Im Entwurf für das überarbeitete IT-SiG IT-Sicherheitsgesetz 2.0 werden jetzt auch „Unternehmen im besonderen öffentlichen Interesse“ als KRITIS-relevant aufgeführt. Der „Entwurf eines Zweiten Gesetzes zur Erhöhung der Sicherheit informationstechnischer Systeme“ schließt Rüstungshersteller, Raumfahrtunternehmen, Hersteller von IT-Produkten für die Verarbeitung staatlicher Verschlusssachen, Unternehmen mit volkswirtschaftlicher Bedeutung, Chemie-Unternehmen und andere ein. Der Geltungsbereich des IT-SiG würde so erheblich ausgeweitet.
Dies dürfte auch für Softwarehersteller von E-Government-Lösungen wie elektronischen Akten, Authentifizierung und Vorgangsbearbeitung ebenso für Anbieter solcher Lösungen in der Cloud relevant werden.

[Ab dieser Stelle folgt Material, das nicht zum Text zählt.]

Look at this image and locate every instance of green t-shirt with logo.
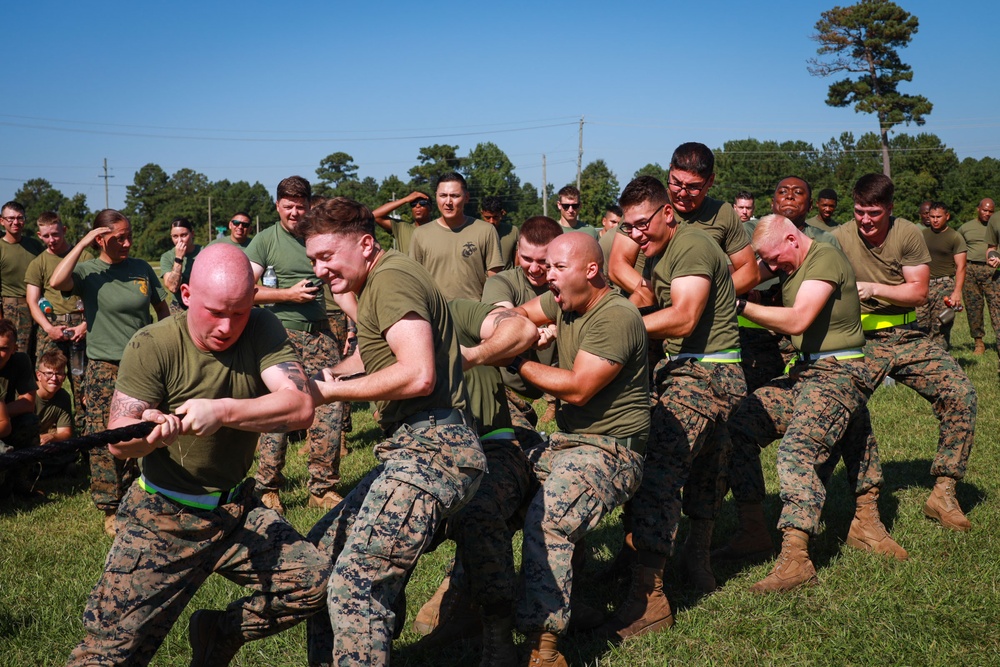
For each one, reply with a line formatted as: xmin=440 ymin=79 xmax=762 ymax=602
xmin=25 ymin=248 xmax=93 ymax=315
xmin=782 ymin=242 xmax=864 ymax=353
xmin=650 ymin=224 xmax=740 ymax=356
xmin=36 ymin=388 xmax=73 ymax=434
xmin=448 ymin=299 xmax=513 ymax=438
xmin=921 ymin=226 xmax=967 ymax=278
xmin=117 ymin=309 xmax=296 ymax=495
xmin=245 ymin=222 xmax=326 ymax=325
xmin=357 ymin=250 xmax=468 ymax=430
xmin=71 ymin=258 xmax=167 ymax=362
xmin=539 ymin=289 xmax=649 ymax=440
xmin=833 ymin=217 xmax=930 ymax=315
xmin=0 ymin=236 xmax=44 ymax=297
xmin=674 ymin=197 xmax=750 ymax=256
xmin=409 ymin=217 xmax=504 ymax=301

Auch diese müssten nach den neuen Regelungen sich den UP-KRITIS-Pflichten unterwerfen. Insider gehen auch davon aus, dass es zukünftig zu weiteren Anpassungen und Ergänzungen in Bezug auf das IT-SiG und andere Gesetze im sicherheitsrelevanten Bereich kommen wird, z.B. durch die europäische NIS-Richtlinie. Auch ECM- und DMS-Anbieter müssen sich wohl auf verstärkte Sicherheits- und Kontrollverfahren einrichten wenn sie ihre Produkte in der öffentlichen Verwaltung oder anderen KRITIS-relevanten Unternehmen platzieren wollen. Dies betrifft die Anbieterunternehmen ebenso wie die Sicherheitsanforderungen an deren Produkte und Dienstleistungen. Auch das Thema Dokumentation der Systeme und Prozesse dürfte damit wichtiger werden und die Entwicklung von sich selbst dokumentierenden und überwachenden Systemen fördern. Hier wird auch ein wichtiger Anwendungsbereich für Analytics, Künstliche Intelligenz und Maschinenlernen liegen.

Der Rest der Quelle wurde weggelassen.